PEKANBARU - Beredar viral surat Pertamina kepada SKK Migas tentang rekomendasi menteri BUMN untuk penunjukan Jafee Suardin mengganti dirut Pertamina Hulu Rokan (PHR) yang lama RP Yudantoro menuai polemik dan tanya.

Nama Jafee Suardin adalah nama yg cukup baru di industri migas tanah air dan diangkat menjadi deputi perencanaan SKK Migas karena kedekatannya dengan Archandra Tahar (AT) exs wamen ESDM sebagai teman satu almameter di US.

Menurut data yang diperoleh beliau tidak mempunyai pengalaman yang cukup di oil gas upstream industri, hanya sekitar 7 thn bekerja sebagai engineer itupun di bidang keselamatan kerja (HES) pada proyek di Shell Oil, setelah itu ditunjuk langsung jadi deputy perencanaan SKK Migas pada tahun 2017.

Seluruh praktisi industri Migas tahu bahwa pengalaman tersebut hanya seperti fresh graduate saja, tidak cukup untuk memimpin industri Migas sebesar blok Rokan dengan operasi yang sangat komplek.

Karena kedekatan dgn AT yang didukung LBP ini diisukan Jaffe dipilih menjadi Dirut PHR, kalau mau melihat lebih dalam sangat banyak sekali praktisi perminyakan yang sudah 20 tahunan lebih dan memang bekerja di indsutri migas yang kapable memimpin blok Rokan baik dari Chevron (CPI) sendiri maupun dari Pertamina.

Dirut PHR Yudantoro sudah melakukan transisi selama 2 tahun lebih dalam alih kelola blok Rokan, dan sudah berpengalaman lebih dari 30 tahun di Oil Gas industri, dengan track record pernah menjadi direktur dan Vp Pertamina di berbagai Area.

Jaffe Suardin sendiri tidak pernah memimpin langsung daerah operasi Migas, sangat tidak capable untuk memimpin blok Rokan, sebaiknya Presiden RI membatalkan penunjukan Jaffe yang syarat KKN dan kepentingan ini dan tanpa fit and propert test.

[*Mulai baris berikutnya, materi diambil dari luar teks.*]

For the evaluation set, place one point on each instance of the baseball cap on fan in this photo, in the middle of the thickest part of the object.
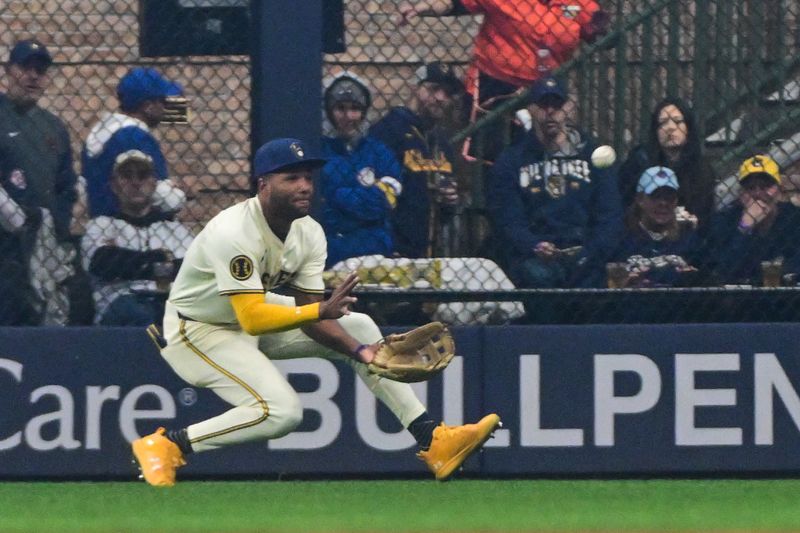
(283, 155)
(760, 165)
(141, 84)
(655, 178)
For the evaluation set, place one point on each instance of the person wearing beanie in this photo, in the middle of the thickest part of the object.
(37, 195)
(142, 95)
(133, 255)
(361, 181)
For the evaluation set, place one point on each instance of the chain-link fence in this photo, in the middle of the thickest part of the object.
(438, 213)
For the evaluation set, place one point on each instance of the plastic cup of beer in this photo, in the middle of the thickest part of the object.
(617, 274)
(771, 272)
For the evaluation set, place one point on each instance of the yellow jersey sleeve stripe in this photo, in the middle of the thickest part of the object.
(258, 317)
(242, 291)
(307, 291)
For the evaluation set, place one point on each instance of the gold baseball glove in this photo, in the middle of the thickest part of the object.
(417, 355)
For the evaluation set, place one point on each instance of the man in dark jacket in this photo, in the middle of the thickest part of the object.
(556, 217)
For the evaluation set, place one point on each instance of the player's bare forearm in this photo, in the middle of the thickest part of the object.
(330, 333)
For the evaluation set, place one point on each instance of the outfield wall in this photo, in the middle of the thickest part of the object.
(574, 400)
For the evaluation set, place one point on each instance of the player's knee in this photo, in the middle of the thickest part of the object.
(286, 414)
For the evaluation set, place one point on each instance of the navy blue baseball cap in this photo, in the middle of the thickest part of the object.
(141, 84)
(282, 155)
(29, 49)
(545, 88)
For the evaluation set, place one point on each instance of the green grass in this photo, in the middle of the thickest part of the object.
(405, 506)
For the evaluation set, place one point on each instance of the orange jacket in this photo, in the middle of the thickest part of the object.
(520, 39)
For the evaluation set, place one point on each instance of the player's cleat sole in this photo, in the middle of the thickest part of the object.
(452, 445)
(157, 459)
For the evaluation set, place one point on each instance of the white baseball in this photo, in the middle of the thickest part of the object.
(603, 156)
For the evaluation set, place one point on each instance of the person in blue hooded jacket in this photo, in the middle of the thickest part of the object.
(417, 136)
(361, 181)
(556, 218)
(142, 94)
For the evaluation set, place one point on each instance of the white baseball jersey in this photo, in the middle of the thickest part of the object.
(237, 252)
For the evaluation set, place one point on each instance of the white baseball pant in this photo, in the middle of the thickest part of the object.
(237, 368)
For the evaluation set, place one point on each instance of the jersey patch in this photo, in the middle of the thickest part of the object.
(241, 267)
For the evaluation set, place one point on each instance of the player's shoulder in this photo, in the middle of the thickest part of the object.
(307, 226)
(230, 223)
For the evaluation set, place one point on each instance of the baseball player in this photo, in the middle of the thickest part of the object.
(217, 310)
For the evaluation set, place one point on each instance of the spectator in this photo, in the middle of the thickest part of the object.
(133, 255)
(674, 142)
(519, 42)
(142, 94)
(38, 177)
(361, 181)
(557, 219)
(656, 248)
(416, 135)
(20, 305)
(758, 228)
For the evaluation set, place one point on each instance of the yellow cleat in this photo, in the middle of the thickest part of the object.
(451, 445)
(157, 458)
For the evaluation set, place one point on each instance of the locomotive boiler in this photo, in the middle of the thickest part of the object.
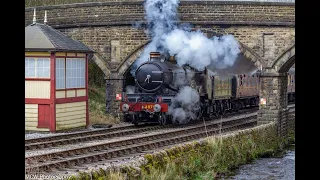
(158, 80)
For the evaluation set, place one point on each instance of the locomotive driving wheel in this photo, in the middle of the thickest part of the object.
(162, 119)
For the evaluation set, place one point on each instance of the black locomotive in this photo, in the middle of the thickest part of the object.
(158, 81)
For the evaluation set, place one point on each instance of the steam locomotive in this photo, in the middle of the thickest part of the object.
(158, 81)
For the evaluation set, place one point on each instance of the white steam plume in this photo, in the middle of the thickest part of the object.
(198, 51)
(184, 106)
(192, 48)
(161, 16)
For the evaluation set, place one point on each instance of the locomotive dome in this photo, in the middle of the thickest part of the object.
(149, 76)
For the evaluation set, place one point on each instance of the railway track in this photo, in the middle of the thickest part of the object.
(76, 157)
(71, 138)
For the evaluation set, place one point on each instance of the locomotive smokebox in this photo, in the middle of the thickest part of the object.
(155, 56)
(154, 74)
(172, 60)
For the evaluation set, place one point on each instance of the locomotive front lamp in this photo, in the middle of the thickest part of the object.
(125, 107)
(157, 108)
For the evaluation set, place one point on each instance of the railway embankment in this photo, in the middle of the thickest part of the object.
(208, 158)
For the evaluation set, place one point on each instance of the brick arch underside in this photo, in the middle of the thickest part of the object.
(285, 61)
(129, 60)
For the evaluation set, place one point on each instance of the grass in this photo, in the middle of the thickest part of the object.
(97, 107)
(206, 160)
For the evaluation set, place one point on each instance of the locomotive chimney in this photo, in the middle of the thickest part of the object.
(172, 60)
(155, 56)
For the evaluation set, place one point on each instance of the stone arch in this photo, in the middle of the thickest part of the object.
(284, 62)
(245, 50)
(101, 64)
(128, 61)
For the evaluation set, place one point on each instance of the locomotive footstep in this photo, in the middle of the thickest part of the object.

Jika syarat jadi dirut PHR hanya lulusan luar negeri, sangat banyak praktisi migas dan dosen yang PHD luar negeri dan sudah proven, tapi tentunya pengalaman akademis saja tidak cukup tanpa pengalaman operasional. Pengalaman Jaffe hanya bersiifat administratif, seharusnya beliau belajar menjadi General manager operation dulu di area Migas sebelum menjadi Dirut PHR.

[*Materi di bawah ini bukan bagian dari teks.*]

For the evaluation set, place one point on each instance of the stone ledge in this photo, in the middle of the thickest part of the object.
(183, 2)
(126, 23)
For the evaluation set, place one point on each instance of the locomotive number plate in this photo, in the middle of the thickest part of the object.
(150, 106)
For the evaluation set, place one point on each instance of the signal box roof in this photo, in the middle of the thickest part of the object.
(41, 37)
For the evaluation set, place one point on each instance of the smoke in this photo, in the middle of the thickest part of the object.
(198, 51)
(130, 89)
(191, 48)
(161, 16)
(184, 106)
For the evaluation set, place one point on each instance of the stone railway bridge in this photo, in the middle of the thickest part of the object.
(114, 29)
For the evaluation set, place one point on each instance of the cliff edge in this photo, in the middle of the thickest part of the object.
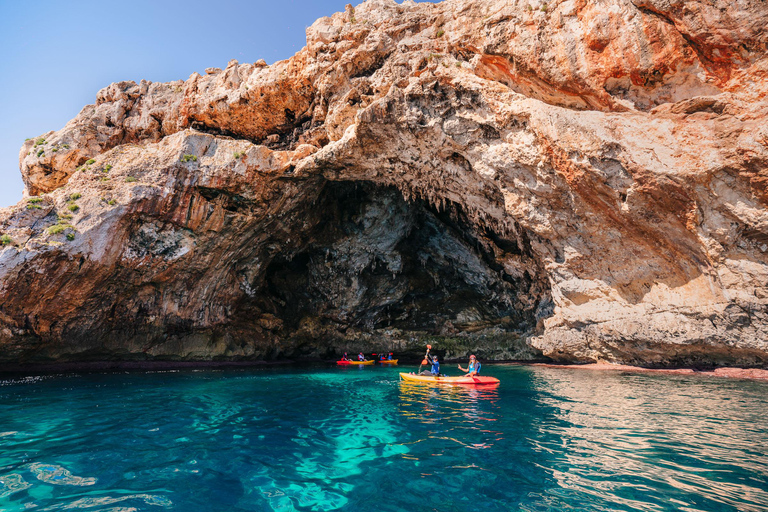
(568, 180)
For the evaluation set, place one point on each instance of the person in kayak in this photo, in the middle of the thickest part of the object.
(473, 368)
(435, 370)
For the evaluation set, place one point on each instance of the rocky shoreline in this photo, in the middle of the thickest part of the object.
(578, 182)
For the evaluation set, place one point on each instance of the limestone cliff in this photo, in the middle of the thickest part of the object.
(574, 180)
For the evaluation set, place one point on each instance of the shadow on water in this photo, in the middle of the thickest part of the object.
(359, 439)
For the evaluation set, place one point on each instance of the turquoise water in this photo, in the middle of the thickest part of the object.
(320, 438)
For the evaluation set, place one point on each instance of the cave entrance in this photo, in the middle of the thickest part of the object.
(373, 261)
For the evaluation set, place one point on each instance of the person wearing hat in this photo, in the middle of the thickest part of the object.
(473, 368)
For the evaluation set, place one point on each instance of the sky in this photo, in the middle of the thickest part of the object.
(55, 56)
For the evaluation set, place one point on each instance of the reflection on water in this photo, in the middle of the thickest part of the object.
(637, 440)
(333, 439)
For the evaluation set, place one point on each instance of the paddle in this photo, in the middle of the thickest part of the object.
(424, 361)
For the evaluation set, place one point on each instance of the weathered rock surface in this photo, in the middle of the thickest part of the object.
(574, 180)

Sementara Jafee diisukan dalam memimpin di SKK Migas saja tidak berhasil dan cenderung banyak belajar kepada staf di SKK migas. Leadership yang egosentris menjadikan Jaffe dianggap sok tahu di industri ini, termasuk target produksi Migas 1 juta barel yang tidak berlandaskan data ilmiah juga berasal dari dia, dan hal ini banyak ditentang oleh ahli migas tanah air, seperti Andang Bachtiar.

Sebaiknya pemerintah tetap mempertahankan alih kelola ini sampai selesai 8 Agustus 2021 dan setelah berjalan 6 bulan - 1 tahun baru dilakukan seleksi dirut PHR yang kompeten dan kapable.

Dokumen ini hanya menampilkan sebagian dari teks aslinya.